Neste trecho, Grossman eleva a Batalha de Stalingrado a um nível quase mítico, descrevendo-a como um teste da alma humana. Ele vê o conflito como uma metáfora para a luta mais ampla entre o bem e o mal, entre a luz e a escuridão. Esta visão épica da batalha reflete a crença de Grossman na importância moral dos eventos históricos e na capacidade dos indivíduos de mostrar coragem e humanidade em meio à maior adversidade. A Batalha de Stalingrado, portanto, torna-se um símbolo da resistência e da esperança humanas.

Grossman revela como o totalitarismo destrói a individualidade, manipula a verdade e aniquila a liberdade. Ler “Vida e Destino” ajuda-nos a compreender os perigos de sistemas políticos que subordinam o indivíduo ao Estado, fornecendo uma reflexão crucial sobre os desafios contemporâneos à liberdade e aos direitos humanos.

A estrutura complexa de “Vida e Destino”, com suas múltiplas tramas e personagens entrelaçados, proporciona uma experiência de leitura rica e desafiadora. Temos nas páginas desta obra uma meditação sobre questões filosóficas e éticas. Ele nos força a confrontar dilemas morais, a refletir sobre o valor da verdade e da liberdade. Essas reflexões são não apenas intelectualmente estimulantes, mas também emocionalmente impactantes, ajudando-nos a desenvolver uma compreensão mais profunda da nossa própria humanidade.

Grossman, como correspondente de guerra e testemunha ocular dos eventos que narra, oferece uma perspectiva autêntica e visceral sobre esses acontecimentos. Ler este romance nos conecta a essas experiências históricas de uma maneira íntima e empática. A obra de Grossman oferece uma perspectiva crítica e esclarecedora sobre os problemas que ainda enfrentamos hoje, proporciona um enriquecimento intelectual significativo, oferecendo insights profundos sobre a história, a política e a filosofia. A complexidade da narrativa e a profundidade das reflexões de Grossman desafiam o leitor a pensar criticamente e a engajar-se com questões fundamentais.

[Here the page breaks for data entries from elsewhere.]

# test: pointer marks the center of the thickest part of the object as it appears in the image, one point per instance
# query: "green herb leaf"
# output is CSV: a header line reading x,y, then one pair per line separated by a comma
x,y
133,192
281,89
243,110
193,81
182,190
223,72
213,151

A obra de Grossman captura a dor, o sofrimento, a esperança e a resiliência de seus personagens. Esta experiência emocional ajuda o leitor a desenvolver empatia e compreensão, conectando-se mais profundamente com as experiências dos outros. Os temas de coragem, bondade e resistência moral presentes no romance são inspiradores. Eles nos encorajam a refletir sobre nossas próprias ações e escolhas, e a considerar como podemos manter nossa integridade e humanidade em situações desafiadoras. A habilidade narrativa de Grossman, sua prosa límpida e poderosa, e sua capacidade de criar personagens complexos e realistas fazem desta obra uma leitura essencial para qualquer amante da literatura.

Ao ler este romance, ganhamos não apenas uma melhor compreensão do passado, mas também uma perspectiva crítica e esperançosa sobre o presente e o futuro.